Khadijah- Mahadaya Cinta


Pengarang:

Adalah seorang Laila, perempuan muda yang terlanjur kaya, jatuh cinta kepada seorang Nahar, pemuda pekerja biasa. Cinta keduanya berbalas, namun masih tergugu dalam ragu karena menginginkan cinta yang lebih agung dan indah, layaknya cinta bunda Khadijah dan nabi Muhammad.
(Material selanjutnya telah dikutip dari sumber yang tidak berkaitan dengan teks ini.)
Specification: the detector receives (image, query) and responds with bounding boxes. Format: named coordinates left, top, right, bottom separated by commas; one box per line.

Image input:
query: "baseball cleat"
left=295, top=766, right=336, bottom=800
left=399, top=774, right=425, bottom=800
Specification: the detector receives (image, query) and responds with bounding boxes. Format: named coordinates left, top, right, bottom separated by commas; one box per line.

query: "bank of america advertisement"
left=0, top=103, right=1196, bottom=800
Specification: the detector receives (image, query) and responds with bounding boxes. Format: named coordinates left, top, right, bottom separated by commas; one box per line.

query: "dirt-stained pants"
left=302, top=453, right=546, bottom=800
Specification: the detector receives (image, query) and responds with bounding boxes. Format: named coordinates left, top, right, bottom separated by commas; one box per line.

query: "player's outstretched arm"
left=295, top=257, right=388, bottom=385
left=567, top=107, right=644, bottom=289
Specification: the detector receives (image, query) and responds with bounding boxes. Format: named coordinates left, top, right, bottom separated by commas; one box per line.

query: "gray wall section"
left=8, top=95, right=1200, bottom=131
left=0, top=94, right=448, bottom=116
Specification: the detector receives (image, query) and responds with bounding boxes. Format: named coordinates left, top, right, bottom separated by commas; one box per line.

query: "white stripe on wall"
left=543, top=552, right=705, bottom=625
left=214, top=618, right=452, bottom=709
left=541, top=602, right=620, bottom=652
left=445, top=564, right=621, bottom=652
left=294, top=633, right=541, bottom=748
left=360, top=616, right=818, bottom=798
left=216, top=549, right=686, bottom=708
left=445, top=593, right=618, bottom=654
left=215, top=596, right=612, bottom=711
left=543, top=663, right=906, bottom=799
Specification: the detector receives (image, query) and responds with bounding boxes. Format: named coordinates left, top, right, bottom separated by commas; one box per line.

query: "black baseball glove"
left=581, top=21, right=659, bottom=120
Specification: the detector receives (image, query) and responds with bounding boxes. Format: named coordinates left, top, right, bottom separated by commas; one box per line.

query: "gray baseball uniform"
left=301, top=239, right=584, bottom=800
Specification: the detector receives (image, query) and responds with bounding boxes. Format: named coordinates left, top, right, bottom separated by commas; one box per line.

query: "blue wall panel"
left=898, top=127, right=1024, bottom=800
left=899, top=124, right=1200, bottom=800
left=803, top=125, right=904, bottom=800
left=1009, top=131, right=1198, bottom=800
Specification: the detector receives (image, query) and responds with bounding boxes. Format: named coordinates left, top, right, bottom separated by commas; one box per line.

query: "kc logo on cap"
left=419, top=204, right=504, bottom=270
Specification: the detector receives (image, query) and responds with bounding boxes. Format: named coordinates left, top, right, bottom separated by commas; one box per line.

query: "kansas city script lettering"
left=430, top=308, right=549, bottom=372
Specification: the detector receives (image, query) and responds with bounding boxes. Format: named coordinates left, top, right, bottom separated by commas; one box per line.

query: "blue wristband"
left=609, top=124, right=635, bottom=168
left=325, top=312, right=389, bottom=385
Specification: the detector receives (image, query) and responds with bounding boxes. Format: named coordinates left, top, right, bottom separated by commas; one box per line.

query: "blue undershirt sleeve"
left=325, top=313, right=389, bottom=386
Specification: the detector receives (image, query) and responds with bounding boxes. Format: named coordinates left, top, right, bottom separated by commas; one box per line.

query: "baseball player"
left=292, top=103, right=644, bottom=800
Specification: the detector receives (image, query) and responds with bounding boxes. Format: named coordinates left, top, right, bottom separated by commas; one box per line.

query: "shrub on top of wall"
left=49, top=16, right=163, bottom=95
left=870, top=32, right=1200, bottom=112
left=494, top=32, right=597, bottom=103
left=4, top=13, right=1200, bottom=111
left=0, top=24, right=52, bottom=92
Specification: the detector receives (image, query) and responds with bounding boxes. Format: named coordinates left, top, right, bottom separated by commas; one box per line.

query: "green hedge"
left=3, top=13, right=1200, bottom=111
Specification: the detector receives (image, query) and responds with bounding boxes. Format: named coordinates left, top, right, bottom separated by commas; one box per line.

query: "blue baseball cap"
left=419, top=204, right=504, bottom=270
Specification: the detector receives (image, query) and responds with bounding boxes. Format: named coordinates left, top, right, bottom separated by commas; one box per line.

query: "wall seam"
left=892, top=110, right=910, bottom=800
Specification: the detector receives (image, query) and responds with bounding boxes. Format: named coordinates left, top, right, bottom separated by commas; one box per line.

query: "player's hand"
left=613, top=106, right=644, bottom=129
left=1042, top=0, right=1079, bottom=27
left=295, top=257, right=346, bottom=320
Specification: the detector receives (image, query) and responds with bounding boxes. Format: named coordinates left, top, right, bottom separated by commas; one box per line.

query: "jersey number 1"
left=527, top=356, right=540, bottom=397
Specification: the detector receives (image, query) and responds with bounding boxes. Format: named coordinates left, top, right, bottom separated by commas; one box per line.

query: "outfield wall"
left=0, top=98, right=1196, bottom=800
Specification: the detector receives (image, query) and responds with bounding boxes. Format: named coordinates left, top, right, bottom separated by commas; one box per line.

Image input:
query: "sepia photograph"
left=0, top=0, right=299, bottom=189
Setting cerita pada wilayah yang digambarkan mirip dengan situasi Timur Tengah , padang pasir dan seringkali pada indahnya senja. Novel ini berisi sejarah kehidupan nabi dengan bunda Khadijah namun dikemas dalam bentuk dongeng nenek kepada cucunya. Laila disebutkan tinggal sebatang kara dengan perempuan tua yang sudah mengasuhnya sejak kecil, yang selalu ingin melihat matahari terbenam setiap petang sambil bercerita kepada Laila. 

Tentang bunda Khadijah, tentang masa mudanya, dan sekaligus menjawab pertanyaan-pertanyaan kegalauan Laila. Dengan maksud agar Nahar juga memiliki pemikiran yang sama tentang bagaimana cinta yang agung, Laila mengundangnya ikut mendengarkan kisah dari sang Nenek. Cerita mengalir baik, dengan selang-seling kisah nabi dan cerita Laila.

Namun sayang, ujung cerita ditutup dengan Laila yang ditinggalkan sang kekasih, karena berpikir ia belum pantas dan belum memiliki keagungan cinta untuk dipersembahkan. Laila menunggu dalam kesendirian sampai tua. Kesamaan akhir cerita antara sang nenek dan Laila, menurutku justru mengganggu.

2 comments:

  1. Terima kasih sudah membaca dan mereview-nya

    Salam erat :)

    ReplyDelete
  2. Sama-sama, pak! Seneng banget bisa dikasih komen sama penulis. Feel free to give more comments on my writing.